His face registered the realization that I was no homicide detective, nor any other species of detective. He frowned. Whoever he was, he had not come out here to hand-hold a novice. ‘The same things you did. I just didn’t step on them.’

‘I told you, I didn’t step on anything. Anyway, there was nothing to see.’

‘Nothing to see? So tell me, what happened in there?’

‘A guy got shot.’

‘Well, of course. But what then?’

‘What then?’

‘A guy got shot — then the body was moved. You’ll have to figure out why.’

‘How do you know the body was moved?’

‘I know because I looked. Keep looking, Ben Truman. Figure it out.’

‘No, show me. What did you see in there? Show me.’

‘Show you, why?’

‘Because I’m curious. I’m just — I’m curious about things.’

‘I thought you said you were a policeman.’ He regarded me a moment before saying, ‘Come here.’ We moved to the doorway, where he stood behind me. ‘Tell me what you see.’

‘I see a cabin with a lot of blood all around. Some cones where the body was. Little signs to show where things were found.’

‘Yes, those are the obvious things. But what’s wrong here? What’s out of place?’

I looked.

‘Look at the blood. The spatters.’

I stared obediently at the whole baroque pattern of blots and curlicues.

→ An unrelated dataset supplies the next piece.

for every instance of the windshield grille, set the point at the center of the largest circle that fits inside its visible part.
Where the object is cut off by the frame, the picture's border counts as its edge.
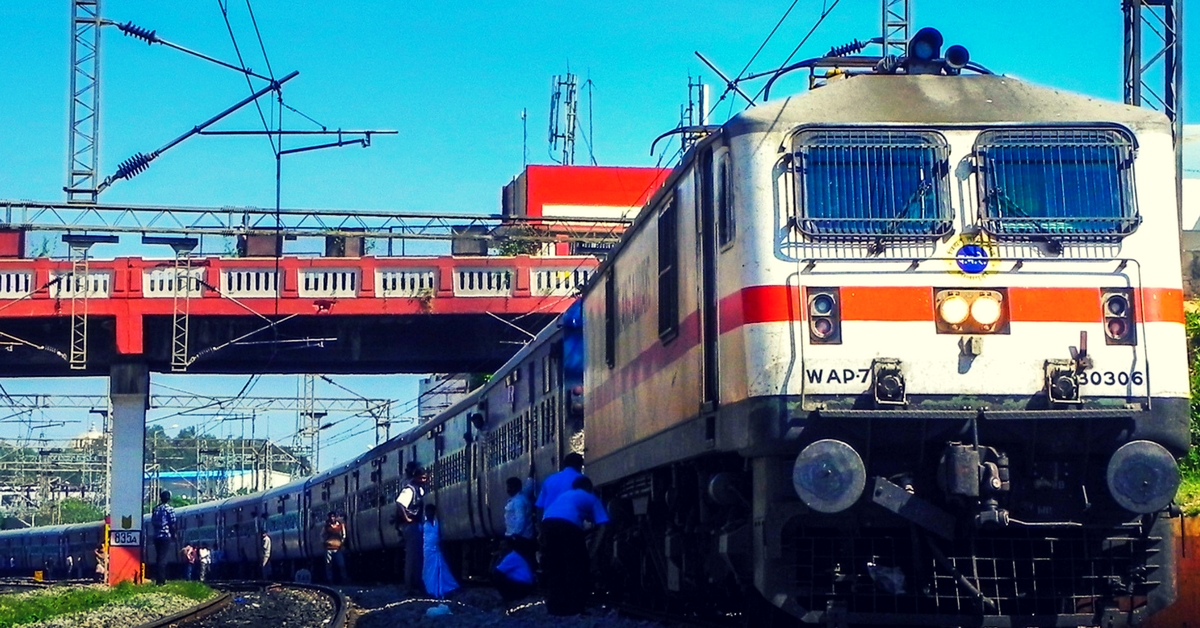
(870, 184)
(1057, 183)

‘Do you know anything about blood-spatter patterns?’

‘No. I’ve never-’

‘Well, there’s nothing mysterious about it. When blood or any other fluid falls straight down, it spatters evenly. You get a stain that’s a round circle with splashes of blood around it, the same in all directions. But when it strikes a surface at an angle, the blood’s own momentum makes it spread across the surface. So, instead of a round stain, it leaves a stain the shape of a teardrop. The fat end of the teardrop is where it hits first, then it tapers off, thinner and thinner as it moves away from the point of origin. You can tell all kinds of things from stains. If you get a round stain on the floor, you know the blood probably just fell with gravity rather than being projected by force. That’s called passive bleeding. A wounded victim will leave a lot of stains like that as he moves around and blood drips from his wounds. There’s not much of that here, of course, because your victim died instantly. But look at these stains, the ones like little comet trails. The blood was spattering out’ — he gestured — ’this way. You see, those cones are behind the blood spatters. The body couldn’t have fallen there. The way those cones are placed, it looks like the blood came flying toward the victim, and of course that’s impossible. So this body was moved after it hit the ground.’